Generalizability of Adversarial Robustness Under Distribution Shifts
This addresses the problem of ensuring reliable deep neural networks in dynamic real-world environments for AI safety and deployment, though it is incremental in extending robustness evaluation beyond same-distribution settings.
The study investigates how adversarial robustness generalizes under distribution shifts, finding that both empirical and certified robustness transfer to unseen domains, with adversarial augmentation boosting robustness generalization in a medical application without harming clean accuracy.
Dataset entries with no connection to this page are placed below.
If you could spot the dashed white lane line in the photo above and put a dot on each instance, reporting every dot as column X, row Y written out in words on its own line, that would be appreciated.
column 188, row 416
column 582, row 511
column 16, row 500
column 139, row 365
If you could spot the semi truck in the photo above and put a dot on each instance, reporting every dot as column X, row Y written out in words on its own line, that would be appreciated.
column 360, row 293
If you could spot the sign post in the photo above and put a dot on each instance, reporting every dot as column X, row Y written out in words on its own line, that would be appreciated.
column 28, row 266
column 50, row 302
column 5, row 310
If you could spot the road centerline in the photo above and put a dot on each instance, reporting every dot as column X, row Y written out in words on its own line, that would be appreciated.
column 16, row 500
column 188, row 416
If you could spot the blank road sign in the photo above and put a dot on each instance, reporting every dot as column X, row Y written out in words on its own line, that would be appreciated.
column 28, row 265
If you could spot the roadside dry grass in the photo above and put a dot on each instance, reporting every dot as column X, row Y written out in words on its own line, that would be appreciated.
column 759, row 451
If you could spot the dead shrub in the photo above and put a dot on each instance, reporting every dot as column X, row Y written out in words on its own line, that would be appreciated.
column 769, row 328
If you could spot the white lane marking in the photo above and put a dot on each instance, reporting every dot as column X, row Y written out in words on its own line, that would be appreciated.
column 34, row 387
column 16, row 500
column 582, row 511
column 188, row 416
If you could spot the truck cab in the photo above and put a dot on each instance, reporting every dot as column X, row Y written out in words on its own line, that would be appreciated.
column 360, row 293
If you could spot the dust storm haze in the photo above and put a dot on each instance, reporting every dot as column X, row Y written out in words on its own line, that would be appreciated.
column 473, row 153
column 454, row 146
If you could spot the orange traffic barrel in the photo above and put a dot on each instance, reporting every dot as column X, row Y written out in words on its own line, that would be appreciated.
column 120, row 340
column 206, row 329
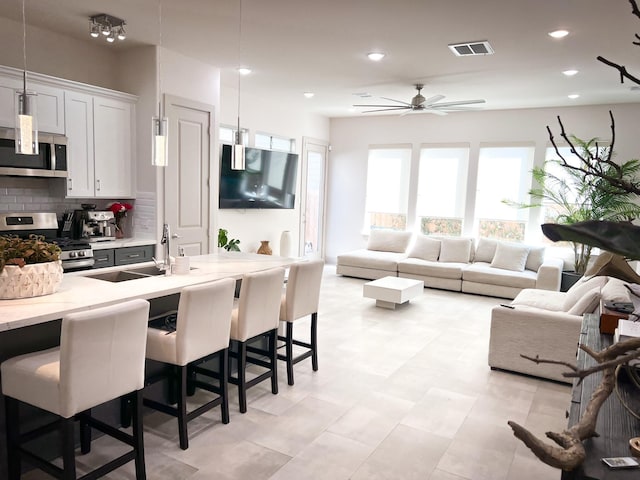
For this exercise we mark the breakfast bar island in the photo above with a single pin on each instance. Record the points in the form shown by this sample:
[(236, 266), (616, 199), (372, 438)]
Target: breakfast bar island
[(32, 324)]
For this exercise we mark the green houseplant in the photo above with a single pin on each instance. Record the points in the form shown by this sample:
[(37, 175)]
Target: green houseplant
[(230, 245), (28, 267), (579, 197)]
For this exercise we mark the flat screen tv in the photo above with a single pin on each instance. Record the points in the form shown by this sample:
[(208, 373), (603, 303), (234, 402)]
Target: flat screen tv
[(268, 180)]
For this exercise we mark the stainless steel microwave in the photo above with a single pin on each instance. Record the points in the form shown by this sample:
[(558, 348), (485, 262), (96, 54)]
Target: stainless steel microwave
[(51, 160)]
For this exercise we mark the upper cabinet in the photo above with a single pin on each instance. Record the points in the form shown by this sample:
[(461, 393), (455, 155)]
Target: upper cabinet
[(99, 152), (99, 124), (49, 101)]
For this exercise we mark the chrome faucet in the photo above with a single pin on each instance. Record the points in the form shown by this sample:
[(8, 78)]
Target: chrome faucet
[(165, 266)]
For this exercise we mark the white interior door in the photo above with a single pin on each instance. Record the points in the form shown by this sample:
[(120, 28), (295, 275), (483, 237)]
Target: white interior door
[(187, 196), (314, 178)]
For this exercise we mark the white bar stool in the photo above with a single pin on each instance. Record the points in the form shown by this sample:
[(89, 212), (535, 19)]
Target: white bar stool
[(257, 315), (202, 332), (300, 299), (100, 358)]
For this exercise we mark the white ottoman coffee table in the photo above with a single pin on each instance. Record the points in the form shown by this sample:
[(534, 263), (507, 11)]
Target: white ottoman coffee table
[(391, 291)]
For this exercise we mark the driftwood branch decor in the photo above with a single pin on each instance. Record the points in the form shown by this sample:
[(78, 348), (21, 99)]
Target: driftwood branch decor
[(569, 451)]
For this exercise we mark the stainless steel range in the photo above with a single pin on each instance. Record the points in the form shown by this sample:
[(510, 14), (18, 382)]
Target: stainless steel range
[(76, 254)]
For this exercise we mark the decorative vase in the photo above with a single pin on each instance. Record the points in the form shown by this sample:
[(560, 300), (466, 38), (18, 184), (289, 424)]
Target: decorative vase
[(32, 280), (285, 244), (264, 249)]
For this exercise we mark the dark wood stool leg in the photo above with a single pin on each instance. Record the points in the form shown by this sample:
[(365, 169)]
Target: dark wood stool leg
[(242, 366), (289, 352), (224, 385), (13, 435), (273, 354), (314, 341), (182, 407), (68, 449), (85, 433), (138, 434)]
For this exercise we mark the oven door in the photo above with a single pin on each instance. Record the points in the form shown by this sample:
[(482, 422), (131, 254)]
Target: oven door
[(78, 264)]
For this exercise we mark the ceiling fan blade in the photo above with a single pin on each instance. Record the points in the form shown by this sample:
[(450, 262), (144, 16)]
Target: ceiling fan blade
[(455, 104), (434, 99), (387, 109), (397, 101), (388, 106)]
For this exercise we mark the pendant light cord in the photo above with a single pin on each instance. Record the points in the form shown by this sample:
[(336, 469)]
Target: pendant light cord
[(239, 60), (24, 49), (159, 86)]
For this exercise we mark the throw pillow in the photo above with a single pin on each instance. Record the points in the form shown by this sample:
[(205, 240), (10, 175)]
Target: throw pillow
[(510, 257), (455, 250), (388, 241), (485, 250), (535, 258), (587, 303), (582, 286), (425, 248)]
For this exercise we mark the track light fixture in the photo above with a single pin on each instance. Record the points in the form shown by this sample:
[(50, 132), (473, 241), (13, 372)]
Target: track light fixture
[(109, 26)]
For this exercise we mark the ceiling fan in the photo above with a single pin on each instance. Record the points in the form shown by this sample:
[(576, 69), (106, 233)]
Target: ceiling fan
[(421, 104)]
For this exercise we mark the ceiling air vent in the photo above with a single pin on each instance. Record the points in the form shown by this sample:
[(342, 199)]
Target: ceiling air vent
[(471, 48)]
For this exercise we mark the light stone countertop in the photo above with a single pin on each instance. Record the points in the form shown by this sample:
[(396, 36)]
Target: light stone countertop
[(123, 242), (79, 292)]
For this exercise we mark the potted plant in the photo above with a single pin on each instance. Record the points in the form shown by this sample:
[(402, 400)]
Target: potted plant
[(230, 245), (578, 197), (28, 267)]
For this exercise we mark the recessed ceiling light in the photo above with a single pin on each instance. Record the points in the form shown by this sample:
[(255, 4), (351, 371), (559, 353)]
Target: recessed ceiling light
[(375, 56)]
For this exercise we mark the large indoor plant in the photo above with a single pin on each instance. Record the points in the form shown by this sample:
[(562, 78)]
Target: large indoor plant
[(28, 267), (572, 196)]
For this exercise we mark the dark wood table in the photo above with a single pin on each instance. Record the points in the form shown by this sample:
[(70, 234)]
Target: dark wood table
[(615, 424)]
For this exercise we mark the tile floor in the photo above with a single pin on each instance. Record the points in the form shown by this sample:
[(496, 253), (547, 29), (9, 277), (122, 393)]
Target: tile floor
[(404, 394)]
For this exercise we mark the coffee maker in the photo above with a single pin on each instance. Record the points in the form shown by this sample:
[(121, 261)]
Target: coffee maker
[(95, 225)]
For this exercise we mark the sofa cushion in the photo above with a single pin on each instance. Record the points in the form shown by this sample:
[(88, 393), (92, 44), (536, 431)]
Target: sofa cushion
[(485, 250), (455, 250), (580, 288), (371, 259), (481, 272), (535, 259), (615, 291), (510, 256), (587, 303), (388, 241), (425, 248), (543, 299), (427, 268)]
Recent progress in empirical and certified robustness promises to deliver reliable and deployable Deep Neural Networks (DNNs). Despite that success, most existing evaluations of DNN robustness have been done on images sampled from the same distribution on which the model was trained. However, in the real world, DNNs may be deployed in dynamic environments that exhibit significant distribution shifts. In this work, we take a first step towards thoroughly investigating the interplay between empirical and certified adversarial robustness on one hand and domain generalization on another. To do so, we train robust models on multiple domains and evaluate their accuracy and robustness on an unseen domain. We observe that: (1) both empirical and certified robustness generalize to unseen domains, and (2) the level of generalizability does not correlate well with input visual similarity, measured by the FID between source and target domains. We also extend our study to cover a real-world medical application, in which adversarial augmentation significantly boosts the generalization of robustness with minimal effect on clean data accuracy.